Configuring a Kafka Connect pipeline on Kubernetes — Step By Step

Published in

The Startup

6 min readApr 17, 2020

Recently I installed and configured Kafka Connect on GKE (using Helm charts) and created an end to end pipeline to transfer data from a MySQL database to a text file using the JDBC Connector and the File Connector.

In this article, I will walk you through the steps and also point to the configuration changes I had to make in order to get it working successfully on Kubernetes. The files are available in the repo https://github.com/sumantrana/kafka-connect-pipeline.

Kafka Connect

Kafka Connect is a framework for moving data to and from other systems using Kafka as the middle man. Kafka Connect comes with a variety of inbuilt connectors that help to connect to existing systems transfer data to and from Kafka. Kafka Connect can be scaled as per requirements. It has a standalone version as well as a distributed version.

This article does not intend to explain in detail Kafka Connect, it’s architecture and its advantages but focuses more on its installation and configuration on Kubernetes and makes it work end to end in a standalone environment. For learning in-depth about Kafka Connect, please visit the official site here.

In this article, we will be creating an end to end pipeline with MySQL as a source of data and a text file as the sink. The following diagram depicts the flow of data:

Prerequisites:

Kubernetes cluster (GKE or equivalent)

I initially started with a 3 node (“n1-standard-1”) cluster, but eventually ran out of the CPU. So I had to increase the node pool size to 4.

Helm package manager (follow instructions at https://docs.helm.sh/using_helm/#installing-helm.

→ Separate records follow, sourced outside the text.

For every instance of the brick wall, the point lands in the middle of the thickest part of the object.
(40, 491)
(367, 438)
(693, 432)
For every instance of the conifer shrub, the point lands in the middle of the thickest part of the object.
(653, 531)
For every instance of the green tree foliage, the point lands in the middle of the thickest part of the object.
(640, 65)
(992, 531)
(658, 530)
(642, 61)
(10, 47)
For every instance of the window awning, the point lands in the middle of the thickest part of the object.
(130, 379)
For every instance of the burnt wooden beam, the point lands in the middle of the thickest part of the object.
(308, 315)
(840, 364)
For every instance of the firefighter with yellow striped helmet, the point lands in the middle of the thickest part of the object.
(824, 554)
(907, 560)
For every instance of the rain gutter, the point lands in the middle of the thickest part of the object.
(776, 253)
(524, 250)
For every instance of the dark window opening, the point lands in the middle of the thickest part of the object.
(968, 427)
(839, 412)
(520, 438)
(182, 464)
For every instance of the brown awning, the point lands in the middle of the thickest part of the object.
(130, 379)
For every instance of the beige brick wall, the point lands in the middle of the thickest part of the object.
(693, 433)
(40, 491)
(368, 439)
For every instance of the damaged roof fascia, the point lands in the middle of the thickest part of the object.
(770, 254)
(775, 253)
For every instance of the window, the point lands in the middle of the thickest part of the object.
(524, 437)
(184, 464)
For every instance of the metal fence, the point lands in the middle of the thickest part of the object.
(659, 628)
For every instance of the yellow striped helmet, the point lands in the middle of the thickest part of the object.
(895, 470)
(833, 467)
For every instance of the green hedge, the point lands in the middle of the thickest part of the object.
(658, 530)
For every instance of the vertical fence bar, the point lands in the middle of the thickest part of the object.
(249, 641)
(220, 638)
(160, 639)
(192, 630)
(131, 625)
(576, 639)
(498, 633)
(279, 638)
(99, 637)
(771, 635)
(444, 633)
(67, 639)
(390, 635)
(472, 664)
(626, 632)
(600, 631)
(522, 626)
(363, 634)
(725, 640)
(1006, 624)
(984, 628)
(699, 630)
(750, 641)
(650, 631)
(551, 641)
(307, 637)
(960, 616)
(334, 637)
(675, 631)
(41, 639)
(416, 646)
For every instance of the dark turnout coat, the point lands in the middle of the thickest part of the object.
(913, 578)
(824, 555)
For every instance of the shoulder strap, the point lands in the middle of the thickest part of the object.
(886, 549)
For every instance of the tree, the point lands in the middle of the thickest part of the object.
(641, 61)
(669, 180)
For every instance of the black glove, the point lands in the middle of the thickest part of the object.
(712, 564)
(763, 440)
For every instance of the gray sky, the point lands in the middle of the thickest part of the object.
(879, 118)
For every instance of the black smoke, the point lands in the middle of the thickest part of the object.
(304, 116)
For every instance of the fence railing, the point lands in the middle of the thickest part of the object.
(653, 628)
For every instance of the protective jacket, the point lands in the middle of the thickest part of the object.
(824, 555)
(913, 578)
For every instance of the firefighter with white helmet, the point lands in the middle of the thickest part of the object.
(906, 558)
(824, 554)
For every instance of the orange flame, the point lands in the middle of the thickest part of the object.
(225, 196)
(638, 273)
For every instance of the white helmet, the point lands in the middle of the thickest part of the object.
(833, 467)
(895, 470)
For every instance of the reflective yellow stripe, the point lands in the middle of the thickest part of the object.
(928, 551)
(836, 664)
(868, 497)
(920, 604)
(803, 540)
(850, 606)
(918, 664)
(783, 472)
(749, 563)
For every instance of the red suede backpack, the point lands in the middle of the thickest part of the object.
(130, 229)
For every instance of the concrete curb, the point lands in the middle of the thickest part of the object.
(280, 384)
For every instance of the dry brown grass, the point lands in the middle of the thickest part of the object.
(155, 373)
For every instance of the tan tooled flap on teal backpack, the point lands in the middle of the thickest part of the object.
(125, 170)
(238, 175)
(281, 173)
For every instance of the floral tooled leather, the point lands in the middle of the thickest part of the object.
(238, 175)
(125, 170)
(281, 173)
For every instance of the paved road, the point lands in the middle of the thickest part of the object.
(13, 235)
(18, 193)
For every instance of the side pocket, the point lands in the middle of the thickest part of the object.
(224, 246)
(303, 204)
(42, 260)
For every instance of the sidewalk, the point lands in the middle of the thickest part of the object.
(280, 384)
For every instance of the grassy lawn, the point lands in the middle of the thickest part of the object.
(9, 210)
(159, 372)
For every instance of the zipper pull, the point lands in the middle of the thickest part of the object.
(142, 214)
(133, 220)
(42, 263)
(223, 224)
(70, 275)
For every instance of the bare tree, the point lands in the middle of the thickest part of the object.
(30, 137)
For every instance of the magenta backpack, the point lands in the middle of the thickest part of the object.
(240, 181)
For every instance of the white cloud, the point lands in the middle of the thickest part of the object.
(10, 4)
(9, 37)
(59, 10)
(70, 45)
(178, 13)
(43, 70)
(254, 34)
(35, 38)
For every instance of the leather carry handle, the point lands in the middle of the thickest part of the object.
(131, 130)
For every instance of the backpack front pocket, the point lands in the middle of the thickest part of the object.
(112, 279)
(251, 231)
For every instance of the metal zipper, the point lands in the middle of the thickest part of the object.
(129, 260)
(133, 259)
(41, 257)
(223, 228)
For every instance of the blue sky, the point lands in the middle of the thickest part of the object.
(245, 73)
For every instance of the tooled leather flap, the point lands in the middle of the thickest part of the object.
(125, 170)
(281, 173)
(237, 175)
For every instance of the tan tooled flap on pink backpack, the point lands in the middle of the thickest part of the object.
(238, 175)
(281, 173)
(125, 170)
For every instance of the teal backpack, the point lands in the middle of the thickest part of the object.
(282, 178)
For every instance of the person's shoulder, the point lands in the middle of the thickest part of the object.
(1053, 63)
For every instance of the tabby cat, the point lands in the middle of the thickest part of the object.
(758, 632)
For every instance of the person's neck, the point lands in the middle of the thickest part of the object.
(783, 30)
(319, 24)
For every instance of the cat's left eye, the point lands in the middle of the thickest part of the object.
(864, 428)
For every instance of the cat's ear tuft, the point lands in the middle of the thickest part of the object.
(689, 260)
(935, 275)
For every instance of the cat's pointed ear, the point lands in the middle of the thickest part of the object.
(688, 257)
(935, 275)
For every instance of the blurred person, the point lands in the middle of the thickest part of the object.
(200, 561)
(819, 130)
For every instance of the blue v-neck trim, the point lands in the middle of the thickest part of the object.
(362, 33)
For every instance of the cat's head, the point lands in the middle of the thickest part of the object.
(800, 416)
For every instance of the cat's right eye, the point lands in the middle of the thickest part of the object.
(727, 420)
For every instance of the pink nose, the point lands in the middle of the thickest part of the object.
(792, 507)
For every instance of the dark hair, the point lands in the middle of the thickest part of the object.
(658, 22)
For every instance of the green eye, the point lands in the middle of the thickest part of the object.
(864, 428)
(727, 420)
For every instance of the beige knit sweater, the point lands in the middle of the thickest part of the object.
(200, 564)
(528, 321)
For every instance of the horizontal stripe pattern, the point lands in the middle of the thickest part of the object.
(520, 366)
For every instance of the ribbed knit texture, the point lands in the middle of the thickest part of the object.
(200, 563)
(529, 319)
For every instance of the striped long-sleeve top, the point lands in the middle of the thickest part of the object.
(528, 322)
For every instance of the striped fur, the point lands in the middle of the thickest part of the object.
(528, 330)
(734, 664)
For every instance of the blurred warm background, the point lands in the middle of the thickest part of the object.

To be able to install Kafka Connect and MySQL using helm charts.

MySQL client

To be able to connect to the MySQL server and create tables and insert data.

Install Kafka Connect

Clone Kafka Connect helm chart repository

git clone https://github.com/confluentinc/cp-helm-charts.git

Change default values

The default values.yaml is configured to install a 3 node Kafka cluster. This would require a lot more CPU and a bigger or better node pool. Therefore for the sake of this exercise, we will scale down Kafka to a single node cluster. The following configuration changes are required:

cp-helm-charts/charts/cp-control-center/values.yaml

servers: 1
brokers: 1

cp-helm-charts/charts/cp-kafka/values.yaml

"offsets.topic.replication.factor": "1"

cp-helm-charts/charts/cp-kafka-connect/values.yaml

"config.storage.replication.factor": "1"
"offset.storage.replication.factor": "1"
"status.storage.replication.factor": "1"

cp-helm-charts/charts/cp-control-center/values.yaml

"replication.factor": "1"

Install Kafka Connect helm chart

helm install <connect-release-name> cp-helm-chart

<connect-release-name> can be any name given to the installation. This will be prefixed to all the Kubernetes artifacts deployed as a part of the installation.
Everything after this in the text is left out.